Other components of a coaching program are not mutable but must be addressed in the design of the program. For example, coachees will vary in experience, skill level, dispositions, and interpersonal skills and coaches should be trained to interact effectively across this range. It is also critical to consider the types of operations, practice setting, and characteristics of the system in which the surgeon works and ensure that the coach is familiar with each.
The concept of coaching for performance improvement in surgery is attracting increasing attention. Driving forces include a national focus on improving quality and safety and recognition of the limitations in our current approach to continuing medical education.
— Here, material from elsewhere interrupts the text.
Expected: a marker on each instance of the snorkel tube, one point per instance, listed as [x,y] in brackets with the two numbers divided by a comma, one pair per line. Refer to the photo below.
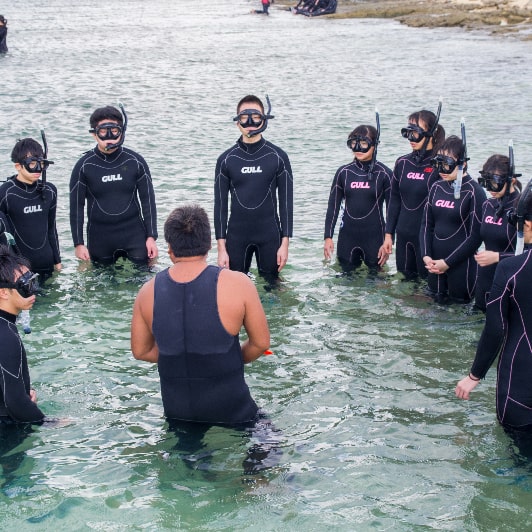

Adapting principles from other disciplines, we have proposed a conceptual framework that summarizes the critical issues to consider in designing a surgical coaching program. Many questions remain to be addressed, however, including (1) which surgical skills, if any, are amenable to coaching; (2) how best to identify and train effective coaches; (3) whether video-based or live coaching is better and under which conditions; and (4) if coaching can improve surgical performance, whether it translates into improved patient outcomes. Although the idea of coaching has face validity, significant research is still needed to evaluate its effectiveness. If surgical coaching does prove effective, translation into sustainable practice may also prove challenging. For example, it is unclear where ownership of surgical coaching programs would reside and how they would be financed.
There is reason to think surgical coaching will have traction, however. The American Board of Surgery has included lifelong learning and self-assessment and evaluation of performance in practice as requirements for Maintenance of Certification. We believe that surgical coaching could offer a meaningful way to meet these requirements. In addition, numerous regional and national surgical quality collaboratives exist, providing a possible venue for both research and implementation of coaching programs. Several groups, including ours, have ongoing research and development projects related to surgical coaching, and excitement for the approach within the field is evident. We hope that the Wisconsin Surgical Coaching Framework can provide a conceptual basis for future program design and advance our understanding of performance improvement for practicing surgeons.
The authors are grateful to the leadership and membership of the Wisconsin Surgical Society for their continued support and collaboration on this project.